Drm: mgag200. Video adapter issue with 5.4.0-rc3 ; no graphics
Thomas Zimmermann
tzimmermann at suse.de
Fri Nov 8 15:06:54 UTC 2019
Hi
Am 08.11.19 um 13:55 schrieb John Donnelly:
>
>
>> On Nov 8, 2019, at 1:46 AM, Thomas Zimmermann <tzimmermann at suse.de> wrote:
>>
>> Hi John
>>
>> Am 07.11.19 um 23:14 schrieb John Donnelly:
>>>
>>>
>>>> On Nov 7, 2019, at 10:13 AM, John Donnelly <john.p.donnelly at oracle.com> wrote:
>>>>
>>>>
>>>>
>>>>> On Nov 7, 2019, at 7:42 AM, Thomas Zimmermann <tzimmermann at suse.de> wrote:
>>>>>
>>>>> Hi John
>>>>>
>>>>> Am 07.11.19 um 14:12 schrieb John Donnelly:
>>>>>> Hi Thomas ; Thank you for reaching out.
>>>>>>
>>>>>> See inline:
>>>>>>
>>>>>>> On Nov 7, 2019, at 1:54 AM, Thomas Zimmermann <tzimmermann at suse.de> wrote:
>>>>>>>
>>>>>>> Hi John,
>>>>>>>
>>>>>>> apparently the vgaarb was not the problem.
>>>>>>>
>>>>>>> Am 07.11.19 um 03:29 schrieb John Donnelly:
>>>>>>>> Hi,
>>>>>>>>
>>>>>>>> I am investigating an issue where we lose video activity when the display is switched from from “text mode” to “graphic mode”

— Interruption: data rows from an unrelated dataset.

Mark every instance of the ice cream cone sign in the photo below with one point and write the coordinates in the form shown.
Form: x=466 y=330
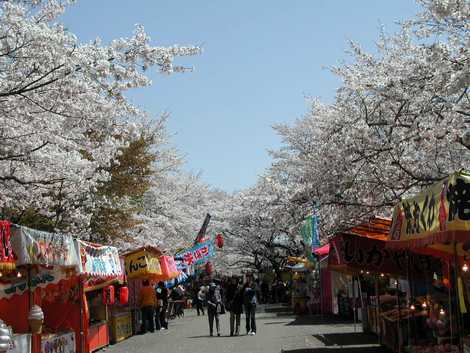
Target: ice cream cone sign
x=6 y=341
x=36 y=318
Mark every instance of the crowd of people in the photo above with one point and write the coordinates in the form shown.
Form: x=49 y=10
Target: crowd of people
x=231 y=297
x=218 y=297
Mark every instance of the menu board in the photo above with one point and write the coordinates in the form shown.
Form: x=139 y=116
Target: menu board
x=58 y=343
x=34 y=247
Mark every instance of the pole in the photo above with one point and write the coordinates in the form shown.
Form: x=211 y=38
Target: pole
x=456 y=286
x=377 y=310
x=321 y=289
x=354 y=305
x=399 y=316
x=82 y=329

>>>>>>>> on a number of servers using this driver. Specifically starting the GNOME desktop.
>>>>>>>
>>>>>>> When you say "text mode", do you mean VGA text mode or the graphical
>>>>>>> console that emulates text mode?
>>>>>>>
>>>>>>
>>>>>>
>>>>>> I call “text mode” the 24x80 ascii mode ; - NOT GRAPHICS . Ie : run-level 3; So I guess your term for it is VGA.
>>>>>
>>>>> Yes.
>>>>>
>>>>>
>>>>>>
>>>>>>
>>>>>>> When you enable graphics mode, does it set the correct resolution? A lot
>>>>>>> of work went into memory management recently. I could imagine that the
>>>>>>> driver sets the correct resolution, but then fails to display the
>>>>>>> correct framebuffer.
>>>>>>
>>>>>> There is no display at all ; so there is no resolution to mention.
>>>>>>
>>>>>>
>>>>>>
>>>>>>>
>>>>>>> If possible, could you try to update to the latest drm-tip and attach
>>>>>>> the output of
>>>>>>>
>>>>>>> /sys/kernel/debug/dri/0/vram-mm
>>>>>>
>>>>>> I don’t see that file ; Is there something else I need to do ?
>>>>>
>>>>> That file is fairly new and maybe it's not in the mainline kernel yet.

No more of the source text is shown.